Menurutnya, optimalisasi sektor ini dapat menjadi game changer (faktor penentu) dalam mewujudkan swasembada pangan dan mencapai visi Indonesia Emas 2045.
Prof. Rokhmin, sapaan akrabnya, menjelaskan bahwa blue food tidak terbatas pada hasil laut, melainkan mencakup seluruh pangan yang berasal dari ekosistem perairan, termasuk perairan tawar seperti danau, waduk, dan tambak.
Baca: Sinikhbar: Islam Bahari ala Rokhmin Dahuri
Potensi produksi perikanan Indonesia, yang mencakup perikanan tangkap dan budidaya, diperkirakan mencapai 115 juta ton per tahun.

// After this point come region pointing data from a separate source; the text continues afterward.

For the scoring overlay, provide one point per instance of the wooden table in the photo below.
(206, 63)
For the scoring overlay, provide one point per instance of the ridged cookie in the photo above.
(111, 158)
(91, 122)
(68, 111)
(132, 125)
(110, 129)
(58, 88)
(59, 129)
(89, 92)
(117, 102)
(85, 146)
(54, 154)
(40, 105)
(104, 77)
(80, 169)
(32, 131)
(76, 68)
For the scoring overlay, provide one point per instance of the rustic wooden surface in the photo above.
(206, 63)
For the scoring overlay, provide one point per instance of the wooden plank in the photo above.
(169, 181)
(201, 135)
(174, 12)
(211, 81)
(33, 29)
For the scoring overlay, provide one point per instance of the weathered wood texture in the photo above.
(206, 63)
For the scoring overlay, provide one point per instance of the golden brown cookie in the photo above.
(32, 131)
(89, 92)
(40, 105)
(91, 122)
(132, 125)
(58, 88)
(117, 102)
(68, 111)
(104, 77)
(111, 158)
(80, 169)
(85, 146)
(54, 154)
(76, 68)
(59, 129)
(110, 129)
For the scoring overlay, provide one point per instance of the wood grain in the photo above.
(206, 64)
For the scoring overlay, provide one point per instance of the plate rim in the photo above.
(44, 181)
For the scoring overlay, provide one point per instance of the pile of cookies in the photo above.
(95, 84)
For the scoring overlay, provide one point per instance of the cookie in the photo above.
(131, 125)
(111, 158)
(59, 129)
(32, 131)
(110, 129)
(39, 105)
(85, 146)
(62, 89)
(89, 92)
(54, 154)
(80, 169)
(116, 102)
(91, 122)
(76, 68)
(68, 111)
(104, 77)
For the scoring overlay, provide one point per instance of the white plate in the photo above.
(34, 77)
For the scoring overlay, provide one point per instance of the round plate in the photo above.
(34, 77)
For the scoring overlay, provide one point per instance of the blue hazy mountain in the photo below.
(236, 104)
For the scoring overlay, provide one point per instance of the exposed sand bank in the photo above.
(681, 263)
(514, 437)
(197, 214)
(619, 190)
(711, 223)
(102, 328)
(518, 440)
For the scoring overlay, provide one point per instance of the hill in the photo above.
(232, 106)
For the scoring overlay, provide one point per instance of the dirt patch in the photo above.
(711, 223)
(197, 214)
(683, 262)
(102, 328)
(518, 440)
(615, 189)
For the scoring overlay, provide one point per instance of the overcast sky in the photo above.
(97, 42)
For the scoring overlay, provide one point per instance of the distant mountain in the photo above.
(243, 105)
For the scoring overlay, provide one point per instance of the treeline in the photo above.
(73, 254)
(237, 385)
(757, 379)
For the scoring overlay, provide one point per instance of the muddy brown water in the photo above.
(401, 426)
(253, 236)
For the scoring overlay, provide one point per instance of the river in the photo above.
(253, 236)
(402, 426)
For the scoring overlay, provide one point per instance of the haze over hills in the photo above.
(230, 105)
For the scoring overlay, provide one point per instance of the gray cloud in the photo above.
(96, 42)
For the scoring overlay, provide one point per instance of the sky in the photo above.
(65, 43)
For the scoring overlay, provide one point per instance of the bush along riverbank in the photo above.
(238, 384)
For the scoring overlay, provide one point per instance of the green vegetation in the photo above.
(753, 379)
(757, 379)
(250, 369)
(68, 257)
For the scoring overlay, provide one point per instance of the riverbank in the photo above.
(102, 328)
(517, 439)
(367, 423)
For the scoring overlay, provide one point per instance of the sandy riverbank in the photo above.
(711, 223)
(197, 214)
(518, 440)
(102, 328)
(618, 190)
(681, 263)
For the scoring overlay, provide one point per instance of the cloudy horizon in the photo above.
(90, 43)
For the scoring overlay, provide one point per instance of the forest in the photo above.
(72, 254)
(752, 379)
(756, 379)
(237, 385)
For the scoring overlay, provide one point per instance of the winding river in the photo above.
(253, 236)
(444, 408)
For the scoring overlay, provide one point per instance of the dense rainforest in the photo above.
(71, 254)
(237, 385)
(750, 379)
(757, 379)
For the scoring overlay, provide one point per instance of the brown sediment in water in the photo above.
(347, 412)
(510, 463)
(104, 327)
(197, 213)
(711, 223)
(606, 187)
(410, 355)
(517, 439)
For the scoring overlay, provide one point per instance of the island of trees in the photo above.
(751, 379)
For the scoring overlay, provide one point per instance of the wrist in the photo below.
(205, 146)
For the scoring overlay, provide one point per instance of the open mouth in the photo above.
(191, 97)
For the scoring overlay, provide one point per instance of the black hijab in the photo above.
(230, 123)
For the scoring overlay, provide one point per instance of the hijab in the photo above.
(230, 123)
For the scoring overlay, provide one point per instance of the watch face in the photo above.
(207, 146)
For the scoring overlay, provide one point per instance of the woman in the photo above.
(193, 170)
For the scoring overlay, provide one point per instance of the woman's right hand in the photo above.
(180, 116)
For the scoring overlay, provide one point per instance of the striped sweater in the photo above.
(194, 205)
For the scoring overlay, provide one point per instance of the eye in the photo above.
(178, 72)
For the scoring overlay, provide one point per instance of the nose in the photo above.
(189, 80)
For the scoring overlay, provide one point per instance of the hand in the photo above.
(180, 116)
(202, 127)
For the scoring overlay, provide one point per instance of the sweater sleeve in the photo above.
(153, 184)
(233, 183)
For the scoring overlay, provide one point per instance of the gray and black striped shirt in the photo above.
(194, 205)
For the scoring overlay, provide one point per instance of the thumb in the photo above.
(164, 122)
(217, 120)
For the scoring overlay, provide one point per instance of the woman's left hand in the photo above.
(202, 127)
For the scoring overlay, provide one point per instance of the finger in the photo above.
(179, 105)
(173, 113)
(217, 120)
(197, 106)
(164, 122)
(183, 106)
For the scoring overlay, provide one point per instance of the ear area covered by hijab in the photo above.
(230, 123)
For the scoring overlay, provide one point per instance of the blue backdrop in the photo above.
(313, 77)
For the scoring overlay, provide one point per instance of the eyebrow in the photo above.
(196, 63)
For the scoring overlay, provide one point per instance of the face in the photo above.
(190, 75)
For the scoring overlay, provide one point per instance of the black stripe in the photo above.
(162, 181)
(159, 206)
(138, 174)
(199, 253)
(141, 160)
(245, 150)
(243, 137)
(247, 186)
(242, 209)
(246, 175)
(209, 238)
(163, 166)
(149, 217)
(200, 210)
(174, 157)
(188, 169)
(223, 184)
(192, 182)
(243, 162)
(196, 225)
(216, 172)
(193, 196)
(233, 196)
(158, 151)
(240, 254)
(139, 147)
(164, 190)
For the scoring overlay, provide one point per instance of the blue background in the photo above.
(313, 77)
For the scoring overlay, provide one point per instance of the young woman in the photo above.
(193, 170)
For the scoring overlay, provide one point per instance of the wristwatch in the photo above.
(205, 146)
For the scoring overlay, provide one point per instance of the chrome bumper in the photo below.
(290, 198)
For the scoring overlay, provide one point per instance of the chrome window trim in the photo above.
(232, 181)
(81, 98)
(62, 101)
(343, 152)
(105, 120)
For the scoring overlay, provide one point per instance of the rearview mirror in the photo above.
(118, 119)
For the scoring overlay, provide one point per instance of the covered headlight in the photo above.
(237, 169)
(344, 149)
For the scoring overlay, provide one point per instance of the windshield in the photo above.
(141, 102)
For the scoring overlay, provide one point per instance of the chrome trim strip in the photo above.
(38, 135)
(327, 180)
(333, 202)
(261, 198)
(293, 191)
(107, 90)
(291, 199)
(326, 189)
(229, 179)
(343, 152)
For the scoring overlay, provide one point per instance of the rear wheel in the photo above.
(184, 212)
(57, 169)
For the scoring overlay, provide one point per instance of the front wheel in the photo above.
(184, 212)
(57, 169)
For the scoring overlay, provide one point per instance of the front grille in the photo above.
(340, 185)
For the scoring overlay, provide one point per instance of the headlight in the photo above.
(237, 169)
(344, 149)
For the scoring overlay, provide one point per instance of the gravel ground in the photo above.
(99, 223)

“Kalau berbicara potensi, Indonesia adalah nomor satu di dunia dengan potensi produksi perikanan mencapai sekitar 115 juta ton per tahun,” ujarnya, dikutip dari siniar Bogor Natur Indonesia BNGi, pada Selasa, 2 September 2025.
Angka tersebut jauh melampaui kebutuhan konsumsi nasional yang saat ini berada di kisaran 15 juta ton per tahun. Kelebihan produksi ini, menurutnya, membuka peluang ekspor yang sangat besar.
Saat ini pun, neraca perdagangan sektor perikanan Indonesia telah mencatatkan surplus tahunan sebesar 5,8 miliar dolar AS atau setara dengan Rp95,7 triliun.
Lebih lanjut, Prof Rokhmin menyoroti pentingnya inovasi teknologi untuk memaksimalkan potensi tersebut. Ia mencontohkan keberhasilan Tiongkok dalam mengembangkan varietas padi yang dapat dibudidayakan di perairan laut melalui rekayasa genetika.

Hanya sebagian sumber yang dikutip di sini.